Sentinel itu milik berkas yang dipanggil, bukan milik pemanggilnya

Aturan yang saya bawa keluar dari kasus ini cukup pendek. Jangan pernah menyetel sendiri variabel sentinel yang dimiliki berkas yang akan kamu panggil. Sentinel semacam itu dipasang OLEH berkas tujuan, di dalam dirinya sendiri, sebagai catatan bahwa dia sudah pernah jalan. Menyalakannya lebih dulu dari luar bukan tindakan hati-hati, melainkan berbohong kepada berkas itu bahwa dia sudah selesai bekerja.

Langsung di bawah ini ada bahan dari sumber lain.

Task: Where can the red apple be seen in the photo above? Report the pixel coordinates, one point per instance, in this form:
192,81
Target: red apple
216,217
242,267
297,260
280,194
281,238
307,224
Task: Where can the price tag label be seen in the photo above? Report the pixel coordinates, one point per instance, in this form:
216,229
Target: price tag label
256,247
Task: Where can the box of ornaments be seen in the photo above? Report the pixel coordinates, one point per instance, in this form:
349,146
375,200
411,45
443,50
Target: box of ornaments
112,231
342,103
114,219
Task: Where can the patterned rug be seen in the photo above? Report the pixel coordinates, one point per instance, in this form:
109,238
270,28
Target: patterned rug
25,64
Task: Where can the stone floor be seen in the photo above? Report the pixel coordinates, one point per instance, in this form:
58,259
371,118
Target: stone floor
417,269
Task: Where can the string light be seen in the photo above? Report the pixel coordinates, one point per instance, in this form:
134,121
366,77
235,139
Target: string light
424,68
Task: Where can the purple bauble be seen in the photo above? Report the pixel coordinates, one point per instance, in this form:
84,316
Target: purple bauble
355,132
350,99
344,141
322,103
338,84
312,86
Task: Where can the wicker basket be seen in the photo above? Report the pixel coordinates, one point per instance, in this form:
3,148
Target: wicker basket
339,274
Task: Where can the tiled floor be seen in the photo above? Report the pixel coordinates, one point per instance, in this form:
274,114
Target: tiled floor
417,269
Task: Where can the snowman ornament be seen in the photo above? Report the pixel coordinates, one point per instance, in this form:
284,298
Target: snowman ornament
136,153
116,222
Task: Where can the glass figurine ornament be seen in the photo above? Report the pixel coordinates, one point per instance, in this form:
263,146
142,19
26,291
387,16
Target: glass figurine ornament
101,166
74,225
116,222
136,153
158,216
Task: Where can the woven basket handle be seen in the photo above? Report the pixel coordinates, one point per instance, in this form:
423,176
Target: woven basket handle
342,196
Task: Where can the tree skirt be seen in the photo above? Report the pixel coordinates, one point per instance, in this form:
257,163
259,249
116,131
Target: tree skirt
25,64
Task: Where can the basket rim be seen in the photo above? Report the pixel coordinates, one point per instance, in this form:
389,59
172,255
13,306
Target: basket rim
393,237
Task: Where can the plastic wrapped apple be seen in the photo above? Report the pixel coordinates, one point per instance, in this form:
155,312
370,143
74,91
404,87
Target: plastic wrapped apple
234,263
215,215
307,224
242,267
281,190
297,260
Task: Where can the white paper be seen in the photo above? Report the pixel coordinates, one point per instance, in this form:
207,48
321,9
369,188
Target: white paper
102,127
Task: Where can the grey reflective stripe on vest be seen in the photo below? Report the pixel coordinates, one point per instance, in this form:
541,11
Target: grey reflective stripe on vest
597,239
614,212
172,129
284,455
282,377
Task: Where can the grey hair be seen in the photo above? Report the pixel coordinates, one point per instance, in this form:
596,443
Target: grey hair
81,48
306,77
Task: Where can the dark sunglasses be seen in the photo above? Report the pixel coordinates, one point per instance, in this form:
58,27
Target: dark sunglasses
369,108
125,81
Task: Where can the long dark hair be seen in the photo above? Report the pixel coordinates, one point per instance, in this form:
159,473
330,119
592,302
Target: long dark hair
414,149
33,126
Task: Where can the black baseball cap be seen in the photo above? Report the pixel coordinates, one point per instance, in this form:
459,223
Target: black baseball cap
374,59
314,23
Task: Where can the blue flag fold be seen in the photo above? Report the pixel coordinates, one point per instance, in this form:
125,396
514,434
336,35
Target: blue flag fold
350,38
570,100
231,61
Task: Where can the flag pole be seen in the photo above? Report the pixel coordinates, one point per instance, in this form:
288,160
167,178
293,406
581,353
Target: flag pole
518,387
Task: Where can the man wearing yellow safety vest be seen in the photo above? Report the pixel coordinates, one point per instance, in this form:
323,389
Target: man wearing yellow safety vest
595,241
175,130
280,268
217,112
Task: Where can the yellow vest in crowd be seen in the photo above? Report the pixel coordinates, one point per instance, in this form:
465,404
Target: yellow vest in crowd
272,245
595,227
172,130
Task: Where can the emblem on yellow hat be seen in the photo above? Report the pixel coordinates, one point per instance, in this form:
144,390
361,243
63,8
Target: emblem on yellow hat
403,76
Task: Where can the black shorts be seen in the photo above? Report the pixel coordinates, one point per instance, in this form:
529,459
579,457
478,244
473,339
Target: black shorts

Dan berkas yang percaya dirinya sudah selesai bekerja tidak akan protes. Dia akan langsung pulang.

Sisanya soal membaca gejala. Kombinasi 200, body nol byte, error log bersih, dan hasil yang identik di CLI bukan tanda tema rusak atau plugin bentrok. Itu sidik jari bootstrap yang berhenti sebelum baris pertamanya yang berguna. Sekarang, kalau ada halaman yang kosong tanpa mengeluh sedikit pun, hal pertama yang saya lakukan bukan membuka functions.php, tapi menjalankan berkas depannya dari shell dan menghitung byte-nya.